I helped her up, again with much care and attention. She asked to use the bathroom. As she used it I remained out beside the mattress and started to get dressed. It took her a while in the bathroom so I actually finished dressing before she emerged. Then her own clothes all needed to go back on.

I had to help MK get dressed a few times when she was in her final weeks of being pregnant with Jason. That experience proved quite the education in some of the more obscure factoids not only concerning women’s clothing, but even their bodies. Taking a woman’s clothes off of her body doesn’t require as much knowledge as putting them on. So now with Catherine I had my first opportunity to help an unpregnant woman get dressed. And much to my surprise I again got schooled in women’s clothing and anatomies --and I thought I knew it all.

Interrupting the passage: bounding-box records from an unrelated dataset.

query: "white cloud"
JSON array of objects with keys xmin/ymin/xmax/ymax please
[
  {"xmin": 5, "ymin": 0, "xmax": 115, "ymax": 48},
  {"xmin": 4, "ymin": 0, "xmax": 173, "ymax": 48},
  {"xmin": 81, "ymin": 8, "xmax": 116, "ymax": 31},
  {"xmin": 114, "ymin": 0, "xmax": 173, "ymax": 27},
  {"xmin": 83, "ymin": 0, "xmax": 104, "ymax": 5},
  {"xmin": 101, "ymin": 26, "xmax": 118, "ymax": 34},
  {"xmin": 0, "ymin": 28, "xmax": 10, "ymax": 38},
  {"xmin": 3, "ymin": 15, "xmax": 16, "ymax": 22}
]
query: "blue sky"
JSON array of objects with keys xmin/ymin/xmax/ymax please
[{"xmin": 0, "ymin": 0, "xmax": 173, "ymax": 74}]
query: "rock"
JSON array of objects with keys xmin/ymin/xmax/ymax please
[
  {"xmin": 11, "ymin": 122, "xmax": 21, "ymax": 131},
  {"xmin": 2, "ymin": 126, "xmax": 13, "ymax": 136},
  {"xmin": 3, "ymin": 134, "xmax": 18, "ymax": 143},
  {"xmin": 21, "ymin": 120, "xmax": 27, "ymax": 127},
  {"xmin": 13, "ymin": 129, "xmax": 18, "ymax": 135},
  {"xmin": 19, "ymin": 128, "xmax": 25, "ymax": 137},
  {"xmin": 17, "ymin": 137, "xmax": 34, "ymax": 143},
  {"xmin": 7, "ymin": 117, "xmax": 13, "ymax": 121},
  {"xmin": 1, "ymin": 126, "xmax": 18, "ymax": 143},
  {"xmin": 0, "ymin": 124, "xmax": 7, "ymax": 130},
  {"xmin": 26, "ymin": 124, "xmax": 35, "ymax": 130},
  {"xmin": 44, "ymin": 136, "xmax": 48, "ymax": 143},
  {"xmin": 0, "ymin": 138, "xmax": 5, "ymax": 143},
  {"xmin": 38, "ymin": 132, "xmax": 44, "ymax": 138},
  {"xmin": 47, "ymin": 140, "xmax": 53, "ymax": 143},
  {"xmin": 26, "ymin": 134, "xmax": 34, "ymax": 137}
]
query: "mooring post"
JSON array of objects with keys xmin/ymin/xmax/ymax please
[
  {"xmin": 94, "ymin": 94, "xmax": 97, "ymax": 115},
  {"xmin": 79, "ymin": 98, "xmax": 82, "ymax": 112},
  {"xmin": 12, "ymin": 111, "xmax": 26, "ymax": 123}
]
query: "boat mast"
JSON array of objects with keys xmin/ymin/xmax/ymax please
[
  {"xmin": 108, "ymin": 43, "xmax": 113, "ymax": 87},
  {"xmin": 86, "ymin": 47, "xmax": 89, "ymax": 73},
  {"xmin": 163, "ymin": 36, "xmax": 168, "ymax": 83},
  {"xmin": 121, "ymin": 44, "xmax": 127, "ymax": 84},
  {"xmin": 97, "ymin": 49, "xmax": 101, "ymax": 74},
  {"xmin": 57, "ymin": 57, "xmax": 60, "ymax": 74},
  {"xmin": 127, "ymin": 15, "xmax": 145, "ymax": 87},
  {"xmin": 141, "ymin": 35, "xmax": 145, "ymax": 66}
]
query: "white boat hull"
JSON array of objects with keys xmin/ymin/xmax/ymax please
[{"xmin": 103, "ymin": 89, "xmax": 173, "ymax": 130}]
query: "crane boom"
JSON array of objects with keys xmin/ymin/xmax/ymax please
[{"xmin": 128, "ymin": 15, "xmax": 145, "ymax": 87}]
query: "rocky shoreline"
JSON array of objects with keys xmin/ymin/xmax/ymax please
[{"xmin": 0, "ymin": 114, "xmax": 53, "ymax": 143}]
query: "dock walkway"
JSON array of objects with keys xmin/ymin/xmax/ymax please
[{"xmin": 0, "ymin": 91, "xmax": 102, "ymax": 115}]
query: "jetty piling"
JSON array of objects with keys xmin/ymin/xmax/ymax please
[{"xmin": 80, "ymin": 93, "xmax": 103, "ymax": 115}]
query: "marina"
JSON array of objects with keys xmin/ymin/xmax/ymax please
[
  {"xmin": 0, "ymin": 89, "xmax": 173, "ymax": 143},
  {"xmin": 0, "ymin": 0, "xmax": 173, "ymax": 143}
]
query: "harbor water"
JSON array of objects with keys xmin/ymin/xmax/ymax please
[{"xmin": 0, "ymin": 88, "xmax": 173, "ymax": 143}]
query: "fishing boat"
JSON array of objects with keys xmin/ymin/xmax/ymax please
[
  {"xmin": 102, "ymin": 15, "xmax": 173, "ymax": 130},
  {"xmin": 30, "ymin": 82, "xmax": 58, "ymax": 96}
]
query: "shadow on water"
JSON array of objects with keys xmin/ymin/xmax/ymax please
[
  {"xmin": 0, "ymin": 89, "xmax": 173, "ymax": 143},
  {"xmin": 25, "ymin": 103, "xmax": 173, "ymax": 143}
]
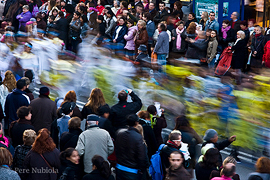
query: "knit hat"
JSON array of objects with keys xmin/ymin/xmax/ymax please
[
  {"xmin": 39, "ymin": 86, "xmax": 50, "ymax": 96},
  {"xmin": 203, "ymin": 129, "xmax": 217, "ymax": 141},
  {"xmin": 60, "ymin": 102, "xmax": 76, "ymax": 115}
]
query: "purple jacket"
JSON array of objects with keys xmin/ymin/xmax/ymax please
[
  {"xmin": 16, "ymin": 11, "xmax": 32, "ymax": 28},
  {"xmin": 124, "ymin": 26, "xmax": 138, "ymax": 51}
]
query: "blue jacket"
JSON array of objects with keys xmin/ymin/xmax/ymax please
[
  {"xmin": 146, "ymin": 20, "xmax": 156, "ymax": 44},
  {"xmin": 205, "ymin": 20, "xmax": 219, "ymax": 33},
  {"xmin": 154, "ymin": 31, "xmax": 169, "ymax": 54},
  {"xmin": 113, "ymin": 24, "xmax": 128, "ymax": 44},
  {"xmin": 5, "ymin": 89, "xmax": 30, "ymax": 124}
]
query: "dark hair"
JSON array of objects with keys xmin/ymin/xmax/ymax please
[
  {"xmin": 189, "ymin": 12, "xmax": 195, "ymax": 18},
  {"xmin": 202, "ymin": 148, "xmax": 219, "ymax": 168},
  {"xmin": 159, "ymin": 23, "xmax": 167, "ymax": 31},
  {"xmin": 143, "ymin": 12, "xmax": 151, "ymax": 20},
  {"xmin": 147, "ymin": 105, "xmax": 157, "ymax": 115},
  {"xmin": 127, "ymin": 114, "xmax": 139, "ymax": 127},
  {"xmin": 97, "ymin": 15, "xmax": 104, "ymax": 22},
  {"xmin": 16, "ymin": 79, "xmax": 26, "ymax": 89},
  {"xmin": 118, "ymin": 90, "xmax": 128, "ymax": 101},
  {"xmin": 74, "ymin": 11, "xmax": 81, "ymax": 17},
  {"xmin": 222, "ymin": 19, "xmax": 230, "ymax": 24},
  {"xmin": 17, "ymin": 106, "xmax": 32, "ymax": 119},
  {"xmin": 174, "ymin": 116, "xmax": 190, "ymax": 130},
  {"xmin": 60, "ymin": 147, "xmax": 77, "ymax": 162},
  {"xmin": 222, "ymin": 165, "xmax": 236, "ymax": 177},
  {"xmin": 24, "ymin": 69, "xmax": 34, "ymax": 83},
  {"xmin": 121, "ymin": 1, "xmax": 128, "ymax": 8},
  {"xmin": 92, "ymin": 155, "xmax": 111, "ymax": 179},
  {"xmin": 58, "ymin": 11, "xmax": 64, "ymax": 18}
]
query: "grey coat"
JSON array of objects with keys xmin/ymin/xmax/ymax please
[{"xmin": 154, "ymin": 31, "xmax": 169, "ymax": 54}]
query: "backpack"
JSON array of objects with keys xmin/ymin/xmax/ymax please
[
  {"xmin": 32, "ymin": 5, "xmax": 39, "ymax": 17},
  {"xmin": 149, "ymin": 144, "xmax": 165, "ymax": 180}
]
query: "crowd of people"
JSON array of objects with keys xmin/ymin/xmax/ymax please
[{"xmin": 0, "ymin": 71, "xmax": 270, "ymax": 180}]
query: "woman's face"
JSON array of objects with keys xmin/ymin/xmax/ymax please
[
  {"xmin": 211, "ymin": 31, "xmax": 217, "ymax": 38},
  {"xmin": 222, "ymin": 23, "xmax": 228, "ymax": 29},
  {"xmin": 67, "ymin": 150, "xmax": 80, "ymax": 164}
]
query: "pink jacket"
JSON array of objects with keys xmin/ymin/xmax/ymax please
[{"xmin": 124, "ymin": 26, "xmax": 138, "ymax": 51}]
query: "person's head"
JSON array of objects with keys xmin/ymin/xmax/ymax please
[
  {"xmin": 158, "ymin": 23, "xmax": 167, "ymax": 32},
  {"xmin": 222, "ymin": 19, "xmax": 230, "ymax": 29},
  {"xmin": 254, "ymin": 25, "xmax": 263, "ymax": 34},
  {"xmin": 149, "ymin": 2, "xmax": 156, "ymax": 10},
  {"xmin": 60, "ymin": 147, "xmax": 80, "ymax": 164},
  {"xmin": 17, "ymin": 106, "xmax": 32, "ymax": 121},
  {"xmin": 68, "ymin": 117, "xmax": 81, "ymax": 129},
  {"xmin": 231, "ymin": 12, "xmax": 239, "ymax": 20},
  {"xmin": 118, "ymin": 17, "xmax": 126, "ymax": 26},
  {"xmin": 92, "ymin": 155, "xmax": 111, "ymax": 179},
  {"xmin": 209, "ymin": 11, "xmax": 215, "ymax": 21},
  {"xmin": 120, "ymin": 1, "xmax": 128, "ymax": 9},
  {"xmin": 159, "ymin": 2, "xmax": 165, "ymax": 11},
  {"xmin": 137, "ymin": 20, "xmax": 146, "ymax": 29},
  {"xmin": 240, "ymin": 20, "xmax": 248, "ymax": 31},
  {"xmin": 236, "ymin": 31, "xmax": 246, "ymax": 39},
  {"xmin": 255, "ymin": 157, "xmax": 270, "ymax": 173},
  {"xmin": 169, "ymin": 151, "xmax": 184, "ymax": 170},
  {"xmin": 3, "ymin": 70, "xmax": 16, "ymax": 92},
  {"xmin": 174, "ymin": 115, "xmax": 190, "ymax": 130},
  {"xmin": 203, "ymin": 148, "xmax": 219, "ymax": 168},
  {"xmin": 23, "ymin": 5, "xmax": 29, "ymax": 13},
  {"xmin": 211, "ymin": 30, "xmax": 217, "ymax": 38},
  {"xmin": 0, "ymin": 147, "xmax": 13, "ymax": 167},
  {"xmin": 201, "ymin": 11, "xmax": 208, "ymax": 21},
  {"xmin": 222, "ymin": 163, "xmax": 236, "ymax": 178},
  {"xmin": 39, "ymin": 86, "xmax": 50, "ymax": 96},
  {"xmin": 32, "ymin": 128, "xmax": 56, "ymax": 154},
  {"xmin": 127, "ymin": 19, "xmax": 134, "ymax": 28},
  {"xmin": 73, "ymin": 11, "xmax": 81, "ymax": 20},
  {"xmin": 169, "ymin": 130, "xmax": 182, "ymax": 147},
  {"xmin": 127, "ymin": 114, "xmax": 139, "ymax": 127},
  {"xmin": 59, "ymin": 101, "xmax": 76, "ymax": 116},
  {"xmin": 188, "ymin": 12, "xmax": 195, "ymax": 21},
  {"xmin": 173, "ymin": 1, "xmax": 182, "ymax": 11},
  {"xmin": 203, "ymin": 129, "xmax": 218, "ymax": 143},
  {"xmin": 138, "ymin": 111, "xmax": 150, "ymax": 120},
  {"xmin": 97, "ymin": 15, "xmax": 104, "ymax": 24},
  {"xmin": 23, "ymin": 129, "xmax": 37, "ymax": 146},
  {"xmin": 85, "ymin": 88, "xmax": 106, "ymax": 113},
  {"xmin": 16, "ymin": 79, "xmax": 26, "ymax": 91}
]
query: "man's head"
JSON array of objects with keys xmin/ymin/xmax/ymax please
[
  {"xmin": 169, "ymin": 130, "xmax": 182, "ymax": 147},
  {"xmin": 159, "ymin": 2, "xmax": 165, "ymax": 11},
  {"xmin": 209, "ymin": 12, "xmax": 215, "ymax": 21},
  {"xmin": 16, "ymin": 79, "xmax": 27, "ymax": 91},
  {"xmin": 169, "ymin": 151, "xmax": 184, "ymax": 170},
  {"xmin": 118, "ymin": 90, "xmax": 128, "ymax": 102},
  {"xmin": 222, "ymin": 163, "xmax": 236, "ymax": 178},
  {"xmin": 127, "ymin": 114, "xmax": 139, "ymax": 127},
  {"xmin": 231, "ymin": 12, "xmax": 239, "ymax": 20}
]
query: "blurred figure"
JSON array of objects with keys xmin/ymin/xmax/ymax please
[
  {"xmin": 83, "ymin": 155, "xmax": 114, "ymax": 180},
  {"xmin": 165, "ymin": 151, "xmax": 191, "ymax": 180},
  {"xmin": 0, "ymin": 147, "xmax": 21, "ymax": 180},
  {"xmin": 248, "ymin": 157, "xmax": 270, "ymax": 180}
]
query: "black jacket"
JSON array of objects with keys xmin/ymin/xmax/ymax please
[
  {"xmin": 60, "ymin": 129, "xmax": 82, "ymax": 151},
  {"xmin": 82, "ymin": 169, "xmax": 114, "ymax": 180},
  {"xmin": 115, "ymin": 127, "xmax": 148, "ymax": 171},
  {"xmin": 139, "ymin": 119, "xmax": 158, "ymax": 159},
  {"xmin": 109, "ymin": 91, "xmax": 142, "ymax": 129},
  {"xmin": 9, "ymin": 119, "xmax": 35, "ymax": 147}
]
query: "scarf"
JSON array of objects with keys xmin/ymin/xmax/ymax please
[
  {"xmin": 176, "ymin": 28, "xmax": 185, "ymax": 50},
  {"xmin": 255, "ymin": 33, "xmax": 262, "ymax": 38},
  {"xmin": 221, "ymin": 26, "xmax": 231, "ymax": 39}
]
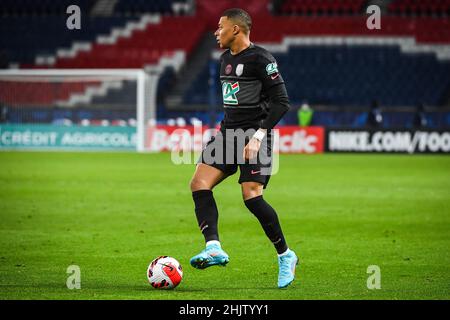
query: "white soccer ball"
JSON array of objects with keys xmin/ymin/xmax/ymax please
[{"xmin": 147, "ymin": 256, "xmax": 183, "ymax": 289}]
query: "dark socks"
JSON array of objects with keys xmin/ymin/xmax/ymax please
[
  {"xmin": 244, "ymin": 196, "xmax": 288, "ymax": 254},
  {"xmin": 192, "ymin": 190, "xmax": 219, "ymax": 241}
]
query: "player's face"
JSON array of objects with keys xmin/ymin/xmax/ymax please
[{"xmin": 214, "ymin": 17, "xmax": 236, "ymax": 49}]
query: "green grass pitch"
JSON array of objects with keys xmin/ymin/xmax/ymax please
[{"xmin": 0, "ymin": 152, "xmax": 450, "ymax": 300}]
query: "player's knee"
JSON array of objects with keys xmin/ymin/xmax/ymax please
[
  {"xmin": 242, "ymin": 182, "xmax": 263, "ymax": 201},
  {"xmin": 190, "ymin": 177, "xmax": 211, "ymax": 192}
]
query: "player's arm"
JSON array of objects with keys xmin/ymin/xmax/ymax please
[{"xmin": 244, "ymin": 60, "xmax": 289, "ymax": 159}]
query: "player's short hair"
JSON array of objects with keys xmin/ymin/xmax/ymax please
[{"xmin": 222, "ymin": 8, "xmax": 252, "ymax": 34}]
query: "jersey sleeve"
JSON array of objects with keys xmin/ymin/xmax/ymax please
[{"xmin": 256, "ymin": 54, "xmax": 284, "ymax": 91}]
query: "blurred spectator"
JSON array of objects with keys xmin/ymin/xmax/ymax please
[
  {"xmin": 0, "ymin": 103, "xmax": 8, "ymax": 123},
  {"xmin": 297, "ymin": 101, "xmax": 314, "ymax": 127},
  {"xmin": 367, "ymin": 100, "xmax": 383, "ymax": 128},
  {"xmin": 413, "ymin": 103, "xmax": 428, "ymax": 129}
]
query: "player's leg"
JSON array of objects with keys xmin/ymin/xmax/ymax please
[
  {"xmin": 241, "ymin": 181, "xmax": 298, "ymax": 288},
  {"xmin": 190, "ymin": 163, "xmax": 229, "ymax": 269},
  {"xmin": 190, "ymin": 163, "xmax": 226, "ymax": 242}
]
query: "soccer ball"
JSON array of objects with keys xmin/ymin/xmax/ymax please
[{"xmin": 147, "ymin": 256, "xmax": 183, "ymax": 289}]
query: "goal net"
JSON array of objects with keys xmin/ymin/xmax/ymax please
[{"xmin": 0, "ymin": 69, "xmax": 158, "ymax": 151}]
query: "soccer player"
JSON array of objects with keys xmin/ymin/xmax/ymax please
[{"xmin": 190, "ymin": 9, "xmax": 298, "ymax": 288}]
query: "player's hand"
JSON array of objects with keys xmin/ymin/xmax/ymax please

After I zipped up the back of her dress for her I watched her slide her shoes --emerald green shoes-- onto her feet. Then we went back into the office and I pulled two non-rolling chairs up to the window overlooking the ugly spectacle of my shop yard. I helped her sit in one chair then seated myself in the other. Together we waited for when her driver would pull in. After a few moments she asked for something to drink, so I went to the office fridge and retrieved a pair of juice boxes and some lunch-pack portions of crackers with peanut butter.

“Not very gourmet,” I confessed, “but munchable.”

“No it’s great. I make these at home all the time,” she smiled while devouring her share.

“You eat crackers and peanut butter?” I asked.

“Doesn’t everybody?” she shrugged.

I laughed and imagined the impossibly middle-class spectacle of her spreading peanut butter on crackers while standing in that undeniably upper-class kitchen in Glicksville. I also imagined Misty watching her nearby. When we were done eating, she timidly held out her left hand to me. I smiled and took it with no hesitation. The thumb stroking began as before.

Sitting there together, holding hands, talking and fully clothed again, made me want to change my mind and take back my good-bye. There is a special bond of knowingness that arises between two people during that initial hour right after their very first time in bed together. It’s subtle but unavoidable. It covertly springs to life during the act of lovemaking, manifesting itself during that quiet time of togetherness after the fact. And at no point is the potency of that knowingness more evident than after the clothes go back on and the couple both return to being “civilized” again --in spite of the irretrievable knowledge they now each have of the other’s body. Clothes might as well be optional at that point. So our sitting in those civilized chairs with our civilized clothes was almost like a game of pretend. But we --as does every other couple in the world-- looked past the ludicrous uselessness of the clothes, and got dressed anyway and sat side by side with the same poise and dignity as we might display while sitting and waiting for a flight in a public airline terminal. As for the chairs, those two office chairs looking out on my crummy shop yard might just as well have been two hotel balcony chairs looking out across a beach, or two porch chairs looking out upon a garden. Our bond of knowingness was very much alive --even the left-side/right-side preferences were firmly in place at that point. We were at each other’s sides now, holding hands, stroking thumbs, and it felt absolutely natural and just plain right. Maybe we could remain at each other’s sides --for years, for decades, experiencing life together and repeatedly sitting down side by side in whatever two chairs presented themselves in each new setting. To hell with Doctor Tuxedo, and to hell with Catherine’s doomsday speechmaking. Maybe. Just maybe.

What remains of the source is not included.